Saving the System

 

I seldom use the New York Times sociological columnist, David Brooks, as a source for my blog posts because I am focused primarily on economic and fiscal issues.  But his column today, “Saving The System,” is highly pertinent to my message.
Capture1“All around, the fabric of peace and order is fraying.  The leaders of Russia and Ukraine escalate their apocalyptic rhetoric.  The Sunni-Shiite split worsens as Syria and Iraq slide into chaos.  China pushes its weight around in the Pacific. … The U.S. faces a death by a thousand cuts dilemma.  No individual problem is worth devoting giant resources to.  But, collectively, all the little problems can undermine the modern system.”
In addition to all of these pesky worldwide problems, our free enterprise economic system is under siege.  Wages have been largely stagnant since the early 1970s and income inequality is growing as the top 1%, and perhaps the top 10 or 15% as well, do much better than everyone else.  And just lately we have also learned from the French economist, Thomas Piketty, that wealth inequality has been growing steadily ever since about 1950 and is likely to get substantially worse in the future.
In other words, western civilization is under threat in more ways than one.  What are we going to do about it?  At the risk of oversimplifying, I believe that the single best thing we can do is to undertake fundamental tax reform to make our economy stronger.  Cut everyone’s tax rates and pay for it by closing loopholes and deductions which primarily benefit the wealthy.

  • Lower tax rates will put more money in the hands of the two thirds of Americans who don’t itemize their tax deductions.

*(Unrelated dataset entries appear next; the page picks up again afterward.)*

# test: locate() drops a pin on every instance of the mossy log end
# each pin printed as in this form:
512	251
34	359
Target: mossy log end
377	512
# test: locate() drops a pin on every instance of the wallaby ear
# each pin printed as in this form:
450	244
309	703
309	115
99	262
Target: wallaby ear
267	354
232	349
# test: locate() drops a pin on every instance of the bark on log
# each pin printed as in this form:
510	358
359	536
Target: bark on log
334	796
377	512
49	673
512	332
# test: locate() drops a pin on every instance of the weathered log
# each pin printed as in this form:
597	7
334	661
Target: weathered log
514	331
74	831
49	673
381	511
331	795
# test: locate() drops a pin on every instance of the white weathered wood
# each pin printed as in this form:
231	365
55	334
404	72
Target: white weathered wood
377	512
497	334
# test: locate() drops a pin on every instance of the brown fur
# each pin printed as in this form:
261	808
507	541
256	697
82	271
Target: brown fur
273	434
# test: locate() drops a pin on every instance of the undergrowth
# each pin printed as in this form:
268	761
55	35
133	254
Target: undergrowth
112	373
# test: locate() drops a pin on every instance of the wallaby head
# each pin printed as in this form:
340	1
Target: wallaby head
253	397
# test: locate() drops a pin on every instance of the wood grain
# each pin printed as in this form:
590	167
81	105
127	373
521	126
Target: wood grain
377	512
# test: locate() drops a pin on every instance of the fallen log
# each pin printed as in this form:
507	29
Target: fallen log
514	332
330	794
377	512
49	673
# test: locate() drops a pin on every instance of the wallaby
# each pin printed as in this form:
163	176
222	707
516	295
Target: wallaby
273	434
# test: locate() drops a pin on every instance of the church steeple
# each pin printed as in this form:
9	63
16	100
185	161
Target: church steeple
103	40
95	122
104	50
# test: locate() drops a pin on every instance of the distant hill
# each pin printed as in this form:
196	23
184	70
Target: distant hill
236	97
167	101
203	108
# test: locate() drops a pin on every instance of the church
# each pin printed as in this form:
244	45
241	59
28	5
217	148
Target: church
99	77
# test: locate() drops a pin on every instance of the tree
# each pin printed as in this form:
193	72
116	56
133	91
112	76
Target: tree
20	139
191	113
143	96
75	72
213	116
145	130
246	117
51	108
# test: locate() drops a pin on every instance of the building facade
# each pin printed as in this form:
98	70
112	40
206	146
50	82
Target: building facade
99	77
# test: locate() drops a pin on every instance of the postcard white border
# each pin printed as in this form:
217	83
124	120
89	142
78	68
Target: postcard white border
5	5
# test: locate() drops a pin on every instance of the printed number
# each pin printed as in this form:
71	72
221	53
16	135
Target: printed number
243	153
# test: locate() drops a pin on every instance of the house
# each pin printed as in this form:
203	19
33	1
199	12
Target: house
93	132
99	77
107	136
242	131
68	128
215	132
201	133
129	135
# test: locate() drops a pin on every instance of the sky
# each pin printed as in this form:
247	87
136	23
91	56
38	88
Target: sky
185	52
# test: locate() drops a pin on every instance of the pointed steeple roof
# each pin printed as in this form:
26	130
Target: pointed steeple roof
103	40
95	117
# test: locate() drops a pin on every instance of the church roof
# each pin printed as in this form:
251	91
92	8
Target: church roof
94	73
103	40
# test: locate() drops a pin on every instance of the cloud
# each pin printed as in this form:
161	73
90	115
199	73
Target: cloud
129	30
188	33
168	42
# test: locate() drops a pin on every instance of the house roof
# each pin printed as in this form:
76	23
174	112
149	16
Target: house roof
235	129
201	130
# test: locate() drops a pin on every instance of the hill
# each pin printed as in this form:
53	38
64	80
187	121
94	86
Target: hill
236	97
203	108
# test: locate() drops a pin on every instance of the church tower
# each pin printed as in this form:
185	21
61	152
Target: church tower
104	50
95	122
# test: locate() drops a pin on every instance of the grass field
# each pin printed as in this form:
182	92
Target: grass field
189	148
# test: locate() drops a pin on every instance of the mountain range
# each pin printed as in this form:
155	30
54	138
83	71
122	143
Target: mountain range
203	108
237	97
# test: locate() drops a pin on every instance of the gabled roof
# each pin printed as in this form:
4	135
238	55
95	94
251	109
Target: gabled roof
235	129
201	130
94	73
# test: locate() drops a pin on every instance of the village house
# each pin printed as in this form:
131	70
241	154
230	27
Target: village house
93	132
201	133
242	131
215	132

These are largely the same people with stagnant wages and so they will spend this extra income they receive.
  • The resulting increase in demand will put millions of people back to work and thereby increase tax revenues which will help balance the budget. This shift of income from the wealthy to the less wealthy will reduce income inequality.
  • Although harder to implement politically, a low (between 1% and 2%) wealth tax on financial assets above a threshold of $10 million per individual, would be a highly visible way to address wealth inequality. The substantial sum of revenue raised by this method could be used to fund national priorities as well as paying down the deficit.

I don’t want to leave the impression that I consider this program to be a panacea for strengthening our country.  But it would help and we need to make some big changes to maintain our status as world leader.